# Seiko 7006-6000



## SBryantgb (Jul 2, 2015)

I had forgotten that I had bought this, I guess because I was pretty much only going to buy vintage Swiss watches. But I have to say that this old Seiko is stunning. My ability to take a good picture seems to be declining so I apologise for the shoddy images. They really don't do this watch justice.








.


----------



## Krispy (Nov 7, 2010)

Looks very similar to that Tissot of yours...


----------



## Guest (Mar 21, 2016)

SBryantgb said:


> I had forgotten that I had bought this, I guess because I was pretty much only going to buy vintage Swiss watches. But I have to say that this old Seiko is stunning. My ability to take a good picture seems to be declining so I apologise for the shoddy images. They really don't do this watch justice.
> 
> .





Krispy said:


> Looks very similar to that Tissot of yours...

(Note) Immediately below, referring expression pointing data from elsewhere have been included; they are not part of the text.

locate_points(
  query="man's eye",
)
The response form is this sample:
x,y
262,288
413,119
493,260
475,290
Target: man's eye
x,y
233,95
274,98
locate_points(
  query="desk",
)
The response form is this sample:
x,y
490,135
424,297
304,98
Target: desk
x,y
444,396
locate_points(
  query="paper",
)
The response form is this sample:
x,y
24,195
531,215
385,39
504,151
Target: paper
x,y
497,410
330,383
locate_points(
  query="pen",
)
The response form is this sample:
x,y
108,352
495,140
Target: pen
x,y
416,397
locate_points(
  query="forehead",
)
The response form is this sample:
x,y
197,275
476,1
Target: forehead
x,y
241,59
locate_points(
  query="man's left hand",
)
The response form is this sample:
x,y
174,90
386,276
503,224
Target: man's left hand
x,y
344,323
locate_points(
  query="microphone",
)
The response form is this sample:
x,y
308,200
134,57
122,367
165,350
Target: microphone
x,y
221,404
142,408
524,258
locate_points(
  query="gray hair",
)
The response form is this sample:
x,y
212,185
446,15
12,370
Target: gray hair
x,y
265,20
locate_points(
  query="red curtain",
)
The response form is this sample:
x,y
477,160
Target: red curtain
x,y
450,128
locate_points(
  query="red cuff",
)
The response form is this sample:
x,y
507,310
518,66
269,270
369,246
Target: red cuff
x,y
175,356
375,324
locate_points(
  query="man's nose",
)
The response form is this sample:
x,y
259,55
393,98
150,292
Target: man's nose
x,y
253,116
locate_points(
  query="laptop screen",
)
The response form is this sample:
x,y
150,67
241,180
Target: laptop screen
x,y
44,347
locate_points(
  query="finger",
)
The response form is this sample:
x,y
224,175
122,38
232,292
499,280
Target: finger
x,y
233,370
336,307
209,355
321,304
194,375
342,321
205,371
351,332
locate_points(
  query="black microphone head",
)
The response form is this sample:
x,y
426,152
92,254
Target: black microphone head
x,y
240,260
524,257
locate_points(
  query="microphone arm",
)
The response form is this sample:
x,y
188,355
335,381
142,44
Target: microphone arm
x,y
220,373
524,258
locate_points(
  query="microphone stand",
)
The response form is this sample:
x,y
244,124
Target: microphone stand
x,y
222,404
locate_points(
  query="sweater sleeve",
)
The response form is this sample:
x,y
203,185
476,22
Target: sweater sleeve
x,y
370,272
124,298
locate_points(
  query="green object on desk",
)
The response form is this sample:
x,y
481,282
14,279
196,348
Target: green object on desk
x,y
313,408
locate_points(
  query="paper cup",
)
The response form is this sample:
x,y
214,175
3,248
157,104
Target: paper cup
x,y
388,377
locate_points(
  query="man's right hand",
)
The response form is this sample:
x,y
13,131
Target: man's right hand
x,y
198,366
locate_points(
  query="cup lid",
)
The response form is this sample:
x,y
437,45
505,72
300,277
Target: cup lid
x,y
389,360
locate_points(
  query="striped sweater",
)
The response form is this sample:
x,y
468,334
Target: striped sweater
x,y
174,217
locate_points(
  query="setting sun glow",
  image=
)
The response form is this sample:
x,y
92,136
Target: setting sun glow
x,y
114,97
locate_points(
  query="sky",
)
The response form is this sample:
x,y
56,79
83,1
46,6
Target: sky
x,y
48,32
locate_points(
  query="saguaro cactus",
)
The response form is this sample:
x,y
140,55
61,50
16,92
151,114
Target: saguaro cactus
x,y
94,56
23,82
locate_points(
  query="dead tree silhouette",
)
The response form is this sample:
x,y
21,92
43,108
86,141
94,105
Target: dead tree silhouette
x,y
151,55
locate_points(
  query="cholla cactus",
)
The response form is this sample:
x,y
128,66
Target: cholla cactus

 clearly used the Tissot to fake a Seiko............obvious :angry:

PS prefer the Seiko :thumbsup:


----------



## SBryantgb (Jul 2, 2015)

I agree that with the Seiko homage salute invocation have produced a classier looking watch than the Tissot :thumbsup:


----------



## Krispy (Nov 7, 2010)

But they never appear in the same pic together??


----------



## SBryantgb (Jul 2, 2015)

Krispy said:


> Looks very similar to that Tissot of yours...


 Totally dissimilar one is obviously quite squarish with a round face the other is roundish but square at the same time.


----------



## SilentBob (Jul 15, 2015)

It's like the left twix vs right twix scenario.


----------



## Lou61 (Aug 9, 2015)

Love everything about that Seiko. The Tissot isn't too shabby either. Two more for 'the list'.


----------